Oggi andiamo a intervistare i contadini che hanno partecipato a un progetto CELIM sull’olio d’oliva, che sta per terminare. Appena arriviamo negli uliveti, percepisco una pace immensa, interrotta solo dal suono delle cicale. Poi, ci accoglie un uomo, di cui rimango piuttosto incuriosita. È vestito con l’abito nero tradizionale e il copricapo bianco: mi sovviene subito ciò che avevo letto sulla varietà religiosa del Libano, è sicuramente druso. Felice finalmente di conoscerne uno, mi rivolgo a lui per presentarmi porgendogli la mano, ma vedo che lui sorride e si ritrae, battendosi il petto come in segno di riconoscenza. Scopro quindi che i drusi non danno la mano alle donne, ma si rivela comunque una persona molto aperta al confronto.

Con il mio arabo elementare provo dunque ad abbozzare una conversazione, facendogli domande generali sul suo lavoro, e scopro che anche lui ama le zucche e le coltiva. Gli mostro le foto del mio orto e delle mie piantine, dicendogli che, purtroppo, quest’anno non riuscirò a tornare a casa per assaporarle. Allora, in tutta gentilezza, mi fa segno di seguirlo e me ne porta una delle sue: io rimango spiazzata dalla felicità, lo ringrazio molto e gli dico che, se è buona, tornerò a fare un bel risotto per lui e la sua famiglia.
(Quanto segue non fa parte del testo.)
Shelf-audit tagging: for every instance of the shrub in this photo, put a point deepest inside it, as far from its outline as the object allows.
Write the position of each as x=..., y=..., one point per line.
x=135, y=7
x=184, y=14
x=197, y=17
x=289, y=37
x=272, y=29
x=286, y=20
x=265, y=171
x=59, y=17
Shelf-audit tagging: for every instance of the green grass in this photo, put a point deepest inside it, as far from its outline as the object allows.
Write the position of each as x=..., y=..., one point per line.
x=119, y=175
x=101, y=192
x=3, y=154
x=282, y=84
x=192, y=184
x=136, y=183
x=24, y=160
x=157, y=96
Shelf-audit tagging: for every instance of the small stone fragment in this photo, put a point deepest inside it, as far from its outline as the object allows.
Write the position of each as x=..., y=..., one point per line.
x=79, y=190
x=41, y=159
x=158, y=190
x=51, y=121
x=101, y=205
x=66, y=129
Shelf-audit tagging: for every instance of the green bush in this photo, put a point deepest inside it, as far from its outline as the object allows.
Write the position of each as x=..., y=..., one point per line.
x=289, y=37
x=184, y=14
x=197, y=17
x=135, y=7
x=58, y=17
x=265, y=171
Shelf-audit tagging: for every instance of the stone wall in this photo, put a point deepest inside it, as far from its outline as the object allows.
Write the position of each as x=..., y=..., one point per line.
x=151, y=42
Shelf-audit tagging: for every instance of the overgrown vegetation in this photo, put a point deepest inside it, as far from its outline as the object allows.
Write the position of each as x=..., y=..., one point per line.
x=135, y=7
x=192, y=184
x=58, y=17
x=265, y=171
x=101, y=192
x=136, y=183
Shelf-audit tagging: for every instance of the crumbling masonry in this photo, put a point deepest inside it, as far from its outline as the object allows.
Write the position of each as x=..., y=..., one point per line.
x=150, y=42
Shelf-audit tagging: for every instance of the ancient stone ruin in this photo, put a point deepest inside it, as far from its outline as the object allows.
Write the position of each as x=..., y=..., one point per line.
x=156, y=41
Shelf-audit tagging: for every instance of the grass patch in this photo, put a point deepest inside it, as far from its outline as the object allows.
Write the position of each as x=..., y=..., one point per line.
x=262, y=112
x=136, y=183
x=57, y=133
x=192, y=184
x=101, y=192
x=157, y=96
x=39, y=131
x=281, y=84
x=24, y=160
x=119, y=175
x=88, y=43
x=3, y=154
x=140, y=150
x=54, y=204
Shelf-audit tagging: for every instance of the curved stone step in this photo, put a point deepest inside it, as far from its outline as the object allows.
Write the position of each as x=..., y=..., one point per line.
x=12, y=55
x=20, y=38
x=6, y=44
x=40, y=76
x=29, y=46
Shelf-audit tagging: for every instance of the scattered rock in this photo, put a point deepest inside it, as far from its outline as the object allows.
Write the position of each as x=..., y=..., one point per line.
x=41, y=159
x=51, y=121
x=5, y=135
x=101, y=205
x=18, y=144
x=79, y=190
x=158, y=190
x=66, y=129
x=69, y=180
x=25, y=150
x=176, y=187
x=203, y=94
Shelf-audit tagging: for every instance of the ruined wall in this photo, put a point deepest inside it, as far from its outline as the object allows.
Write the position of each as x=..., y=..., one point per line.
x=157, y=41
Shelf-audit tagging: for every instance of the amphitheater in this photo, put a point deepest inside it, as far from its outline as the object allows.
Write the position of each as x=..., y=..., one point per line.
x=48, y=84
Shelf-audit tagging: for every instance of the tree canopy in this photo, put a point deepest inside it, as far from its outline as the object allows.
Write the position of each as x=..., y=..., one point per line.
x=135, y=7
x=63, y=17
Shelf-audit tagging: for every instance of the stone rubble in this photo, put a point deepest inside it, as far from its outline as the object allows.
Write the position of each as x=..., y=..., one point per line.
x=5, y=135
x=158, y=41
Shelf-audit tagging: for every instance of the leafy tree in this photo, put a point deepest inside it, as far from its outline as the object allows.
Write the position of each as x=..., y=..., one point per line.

Finite le interviste torniamo alla guesthouse, dove alloggiamo tutti insieme quando veniamo qui. Condividere l’appartamento con qualcuno mi è sempre piaciuto, anche se mi mette un po’ d’ansia il fatto che in questo caso non siano semplici coinquilini, ma colleghi, nonostante mi senta già molto a mio agio con tutti. Nel complesso è stato un primo mese molto bello, ma intenso, penso di dovermi ancora ambientare, per ora fare la spola tra Beirut ed Hasbaya è piuttosto stancante, sia fisicamente sia in termini di organizzazione personale – per le uscite o semplicemente organizzarsi col cibo e i vestiti da portare.

Nel giro di una settimana scoppia il conflitto tra Israele e Hamas.

Ad oggi, non siamo più potuti tornare ad Hasbaya, e io mi sento in colpa per essermi lamentata per  cose così piccole, problematiche inesistenti, quando ora invece farei di tutto per poter essere lì. Mi chiedo anche se quel contadino druso avrà iniziato a fare l’orto, e se pianterà ancora le sue zucche dalla buccia lucente, o se la situazione attuale l’avrà prevenuto dal farlo… pensare il raccolto rovinato dal cambiamento climatico è stato frustrante per me e mio padre, ma pensare che il suo possa essere rovinato dai missili… è semplicemente disumano e ingiusto.

Da questa esperienza ho davvero iniziato a guardare le cose, anche le più semplici, da una prospettiva diversa, e ad apprezzare la vita “lenta”, abbracciando l’incertezza dell’oggi e del domani.